大学は学問を極める場所、とよく言われていますが、このような経緯もあって、大学に入る前から、私は学問を極める気はありませんでした。入学後に、同じ学科の学生たちの自己紹介を聞いて、「入る大学間違えたかも」と焦った記憶もあります。しかし、実際に授業を受けてみると、「結構面白いかも!」と思えるようなことがたくさんあって、人の興味って簡単に変わるのだなと思いました。
さらに、私自身は学問以上にたくさんの「貴重な経験」をさせてもらえたと思っています。
年に少なくとも3、4回はイベントを運営している学生団体に1年生の頃から所属していました。新入生なのに学生向けの健康促進イベントの責任者を任され、イベントを一から考え、3ヶ月にもわたって準備をしました。
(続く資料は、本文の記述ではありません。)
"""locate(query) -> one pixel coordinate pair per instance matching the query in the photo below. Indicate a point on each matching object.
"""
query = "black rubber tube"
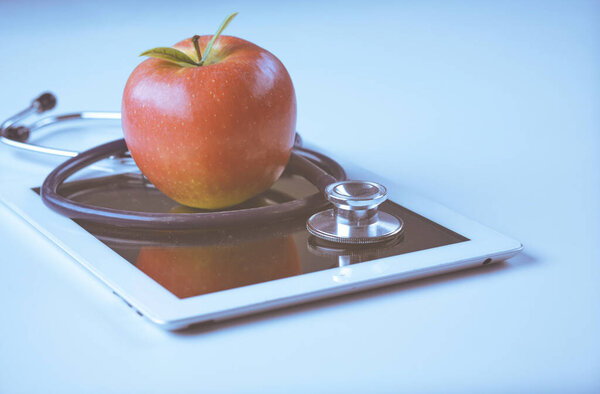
(316, 168)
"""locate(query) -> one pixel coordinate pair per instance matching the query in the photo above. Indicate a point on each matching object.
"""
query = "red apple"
(210, 131)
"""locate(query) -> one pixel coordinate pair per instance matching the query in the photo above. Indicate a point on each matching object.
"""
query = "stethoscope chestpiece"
(355, 218)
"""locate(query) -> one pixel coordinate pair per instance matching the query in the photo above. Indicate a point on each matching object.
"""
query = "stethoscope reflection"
(347, 255)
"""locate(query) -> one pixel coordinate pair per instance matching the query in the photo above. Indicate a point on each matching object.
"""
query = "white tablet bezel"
(160, 306)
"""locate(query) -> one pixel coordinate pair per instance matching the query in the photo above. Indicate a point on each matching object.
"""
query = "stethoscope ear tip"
(44, 102)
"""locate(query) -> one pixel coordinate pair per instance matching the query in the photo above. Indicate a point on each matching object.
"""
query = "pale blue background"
(491, 108)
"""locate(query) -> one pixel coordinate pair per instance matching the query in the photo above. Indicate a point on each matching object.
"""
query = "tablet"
(178, 278)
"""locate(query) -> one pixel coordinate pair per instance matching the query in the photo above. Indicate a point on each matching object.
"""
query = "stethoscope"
(354, 218)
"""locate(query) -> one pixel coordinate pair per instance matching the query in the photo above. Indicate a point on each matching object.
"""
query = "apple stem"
(197, 47)
(214, 38)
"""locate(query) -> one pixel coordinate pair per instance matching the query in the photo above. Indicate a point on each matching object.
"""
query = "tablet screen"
(191, 263)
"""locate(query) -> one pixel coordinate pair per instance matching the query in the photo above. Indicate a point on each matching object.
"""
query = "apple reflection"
(193, 270)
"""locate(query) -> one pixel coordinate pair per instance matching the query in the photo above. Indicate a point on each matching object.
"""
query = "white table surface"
(492, 109)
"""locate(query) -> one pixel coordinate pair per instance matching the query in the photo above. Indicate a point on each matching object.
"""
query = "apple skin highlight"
(215, 135)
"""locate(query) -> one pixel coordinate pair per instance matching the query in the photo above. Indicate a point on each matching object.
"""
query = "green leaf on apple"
(217, 34)
(172, 55)
(178, 57)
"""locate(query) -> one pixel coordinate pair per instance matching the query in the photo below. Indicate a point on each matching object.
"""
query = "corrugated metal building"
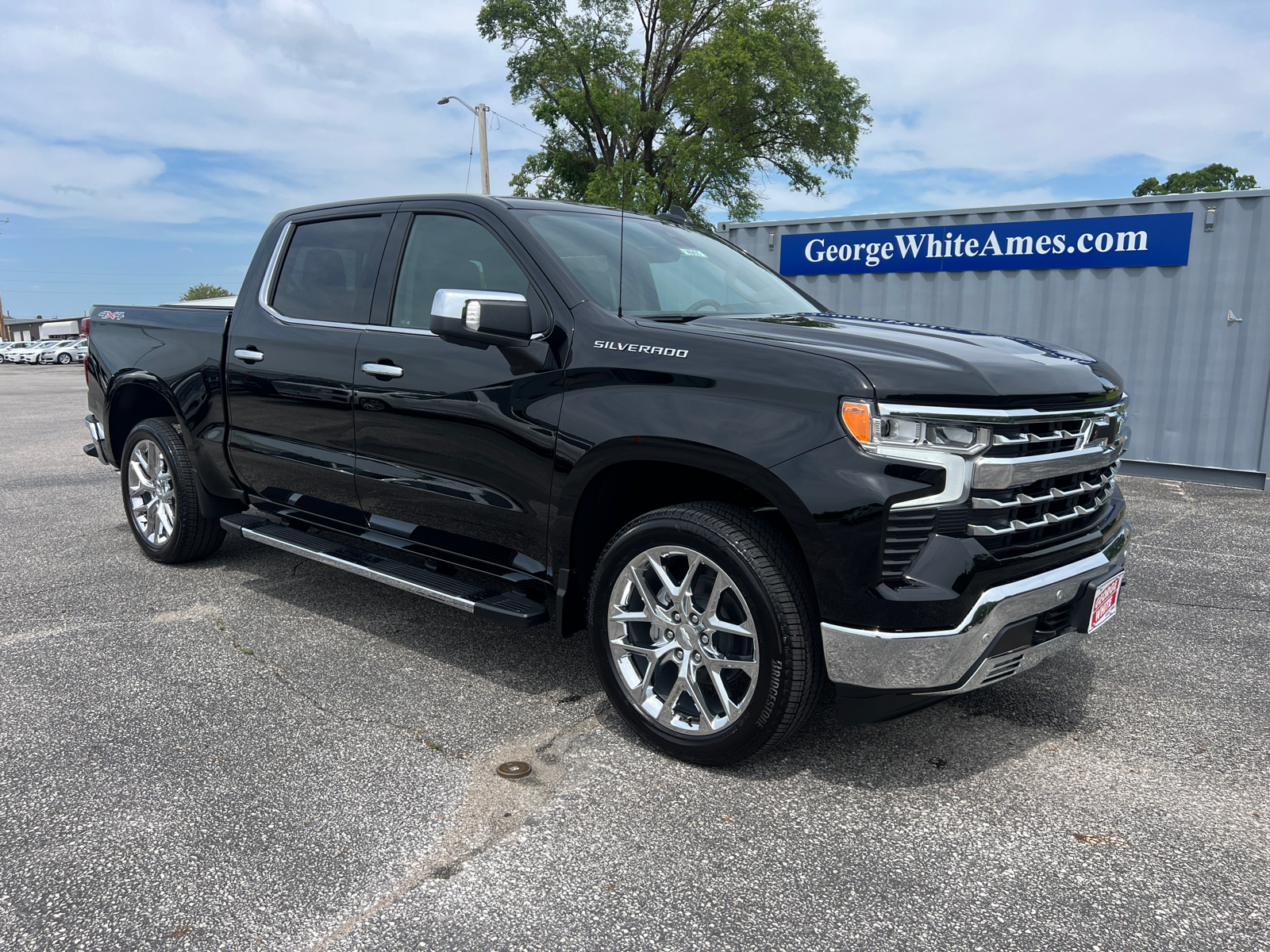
(1191, 340)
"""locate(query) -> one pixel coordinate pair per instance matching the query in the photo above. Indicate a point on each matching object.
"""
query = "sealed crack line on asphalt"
(418, 733)
(495, 810)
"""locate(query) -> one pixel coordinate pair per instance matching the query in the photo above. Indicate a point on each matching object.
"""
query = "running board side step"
(503, 607)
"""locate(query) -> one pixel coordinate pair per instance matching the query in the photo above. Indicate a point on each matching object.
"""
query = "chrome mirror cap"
(451, 302)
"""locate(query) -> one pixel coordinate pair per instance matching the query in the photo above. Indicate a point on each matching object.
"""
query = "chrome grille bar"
(1047, 520)
(1049, 495)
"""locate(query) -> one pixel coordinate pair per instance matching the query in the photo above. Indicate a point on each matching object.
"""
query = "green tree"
(1210, 178)
(198, 292)
(692, 106)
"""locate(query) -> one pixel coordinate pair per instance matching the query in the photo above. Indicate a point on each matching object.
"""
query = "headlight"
(876, 432)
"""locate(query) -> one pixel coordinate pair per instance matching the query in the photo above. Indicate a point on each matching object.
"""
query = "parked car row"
(44, 351)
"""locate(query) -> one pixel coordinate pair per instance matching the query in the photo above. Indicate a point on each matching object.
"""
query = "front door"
(456, 451)
(290, 365)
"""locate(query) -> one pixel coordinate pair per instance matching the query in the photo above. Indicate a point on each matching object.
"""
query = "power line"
(520, 124)
(122, 274)
(470, 148)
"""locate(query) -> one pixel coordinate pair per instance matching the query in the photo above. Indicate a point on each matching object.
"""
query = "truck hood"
(925, 363)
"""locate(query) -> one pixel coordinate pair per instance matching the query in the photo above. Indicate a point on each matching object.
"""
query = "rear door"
(456, 450)
(290, 362)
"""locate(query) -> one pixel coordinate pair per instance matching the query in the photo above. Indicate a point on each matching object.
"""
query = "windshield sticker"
(641, 348)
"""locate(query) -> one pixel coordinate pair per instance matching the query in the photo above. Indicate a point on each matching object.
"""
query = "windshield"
(666, 270)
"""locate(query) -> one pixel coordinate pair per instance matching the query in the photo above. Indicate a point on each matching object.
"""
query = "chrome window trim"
(391, 329)
(271, 274)
(1003, 416)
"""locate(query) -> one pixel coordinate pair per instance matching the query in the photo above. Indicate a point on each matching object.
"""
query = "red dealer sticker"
(1106, 598)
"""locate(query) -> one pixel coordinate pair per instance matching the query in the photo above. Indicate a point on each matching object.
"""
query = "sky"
(145, 145)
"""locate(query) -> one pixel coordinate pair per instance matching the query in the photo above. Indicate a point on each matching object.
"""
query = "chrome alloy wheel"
(683, 641)
(152, 497)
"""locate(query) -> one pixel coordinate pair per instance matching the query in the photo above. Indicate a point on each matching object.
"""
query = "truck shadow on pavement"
(952, 740)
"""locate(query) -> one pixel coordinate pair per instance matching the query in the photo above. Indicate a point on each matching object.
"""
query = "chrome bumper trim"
(920, 660)
(98, 433)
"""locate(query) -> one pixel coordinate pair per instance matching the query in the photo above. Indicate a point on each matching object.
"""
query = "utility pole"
(2, 300)
(479, 112)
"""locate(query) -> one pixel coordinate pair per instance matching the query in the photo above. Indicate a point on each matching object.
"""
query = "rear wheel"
(702, 632)
(160, 495)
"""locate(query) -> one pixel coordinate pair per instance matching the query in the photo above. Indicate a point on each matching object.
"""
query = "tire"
(662, 666)
(160, 495)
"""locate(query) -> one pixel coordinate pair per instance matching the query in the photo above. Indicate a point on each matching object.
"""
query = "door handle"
(381, 370)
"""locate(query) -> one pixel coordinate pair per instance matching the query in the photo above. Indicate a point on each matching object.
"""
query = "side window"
(329, 271)
(448, 251)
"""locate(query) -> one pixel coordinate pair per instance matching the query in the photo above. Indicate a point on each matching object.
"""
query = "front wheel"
(160, 495)
(704, 634)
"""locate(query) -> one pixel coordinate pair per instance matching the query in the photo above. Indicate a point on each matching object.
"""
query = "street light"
(479, 112)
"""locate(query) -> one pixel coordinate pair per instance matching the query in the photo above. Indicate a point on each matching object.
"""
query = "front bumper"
(98, 433)
(954, 660)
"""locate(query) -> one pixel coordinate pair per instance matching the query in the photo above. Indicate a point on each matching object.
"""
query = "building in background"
(41, 328)
(1172, 291)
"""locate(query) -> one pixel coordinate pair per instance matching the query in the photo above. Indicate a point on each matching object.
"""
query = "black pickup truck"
(530, 409)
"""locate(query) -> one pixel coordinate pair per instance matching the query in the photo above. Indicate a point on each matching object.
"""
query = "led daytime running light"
(876, 433)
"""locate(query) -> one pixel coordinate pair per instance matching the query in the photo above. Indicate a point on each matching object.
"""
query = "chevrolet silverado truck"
(535, 410)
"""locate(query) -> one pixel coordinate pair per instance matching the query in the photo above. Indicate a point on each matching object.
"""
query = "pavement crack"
(1197, 605)
(495, 809)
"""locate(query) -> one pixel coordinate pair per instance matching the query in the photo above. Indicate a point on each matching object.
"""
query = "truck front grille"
(1007, 522)
(1045, 512)
(1037, 438)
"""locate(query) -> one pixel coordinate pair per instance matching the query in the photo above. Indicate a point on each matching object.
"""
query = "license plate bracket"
(1105, 602)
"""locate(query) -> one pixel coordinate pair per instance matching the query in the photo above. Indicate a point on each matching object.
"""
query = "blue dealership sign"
(1114, 241)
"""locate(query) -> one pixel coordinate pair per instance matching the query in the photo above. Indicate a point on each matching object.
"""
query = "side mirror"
(483, 317)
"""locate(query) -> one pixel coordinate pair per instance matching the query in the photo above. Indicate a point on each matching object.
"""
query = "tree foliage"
(1210, 178)
(197, 292)
(658, 103)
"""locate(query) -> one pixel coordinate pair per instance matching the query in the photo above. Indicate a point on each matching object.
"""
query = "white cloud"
(190, 111)
(1043, 88)
(187, 111)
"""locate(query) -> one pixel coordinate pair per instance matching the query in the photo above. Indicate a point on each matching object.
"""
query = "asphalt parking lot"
(260, 753)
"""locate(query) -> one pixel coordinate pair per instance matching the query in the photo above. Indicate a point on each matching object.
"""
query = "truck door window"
(329, 271)
(450, 251)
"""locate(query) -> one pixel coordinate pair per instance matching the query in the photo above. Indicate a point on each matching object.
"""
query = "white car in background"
(63, 352)
(32, 353)
(14, 348)
(16, 353)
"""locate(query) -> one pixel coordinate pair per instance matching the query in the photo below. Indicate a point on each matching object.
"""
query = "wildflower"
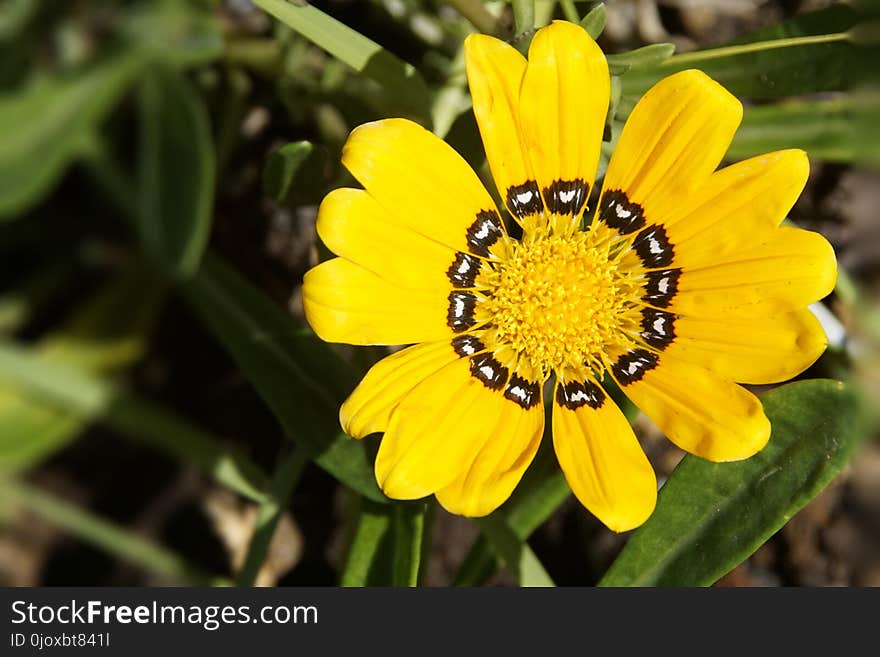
(678, 285)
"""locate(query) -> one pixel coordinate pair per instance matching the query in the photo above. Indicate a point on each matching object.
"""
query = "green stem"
(284, 481)
(570, 11)
(761, 46)
(409, 526)
(399, 79)
(104, 535)
(91, 398)
(108, 175)
(524, 15)
(372, 526)
(477, 15)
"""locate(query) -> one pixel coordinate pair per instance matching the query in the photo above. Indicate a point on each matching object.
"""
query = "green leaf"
(712, 516)
(836, 129)
(365, 554)
(807, 54)
(62, 399)
(542, 490)
(14, 16)
(105, 337)
(293, 172)
(43, 126)
(178, 33)
(514, 552)
(594, 22)
(104, 535)
(284, 481)
(400, 80)
(176, 171)
(300, 378)
(407, 528)
(523, 15)
(645, 57)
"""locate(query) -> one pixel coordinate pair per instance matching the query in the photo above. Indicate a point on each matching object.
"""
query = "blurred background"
(160, 167)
広報や動画作成、冊子作成の責任者と毎日連絡を取り、納得がいかなければ3時間を超す話し合いをすることも。実際にイベントに参加した人の声を聞いたときの達成感は忘れられません。
また、翌年には大学周辺の地域活性化活動にも参加しました。小さな個人経営の喫茶店に取材をさせてもらって、中小企業の実態を知りました。「42年間、黒字になったことがないんだよね」。店主の言葉が今も忘れられないし、将来はこの問題を追い続けたいと思わせてくれる、人生の中でもかなり大きな出来事でした。
その他にも、大学のゼミの先生の紹介でラジオに少しだけ出演させてもらったり、ちょっと変わった仕事がしたくて、50、60代が多い制服採寸のアルバイトをしてみたり、国会議員事務所で秘書のインターンをしてみたり。「普通の人だったら、こんな経験絶対しないよな」と思えるようなことをたくさん探して、挑戦してきた大学生活だと思います。この、あらたにすでの活動もその思いで応募を決意し、今、記事を書かせてもらっています。
おそらく、大学の設置理由の本来の意図とは違うし、昨今の国立大学値上げ問題を見ていると、少し申し訳ない気持ちにもなります。もう少し学問をちゃんとやっておけばよかったなと思う自分もいます。でも、あまり器用なタイプではないので、これが自分のなかでの正解だったのかもなとも思っています。
学問だけでなく、たくさんの経験も積める場所。
そのときそのときを大事にすることの大切さを学んだ気がします。
あと半年、悔いのない大学生活を送っていきたいものです。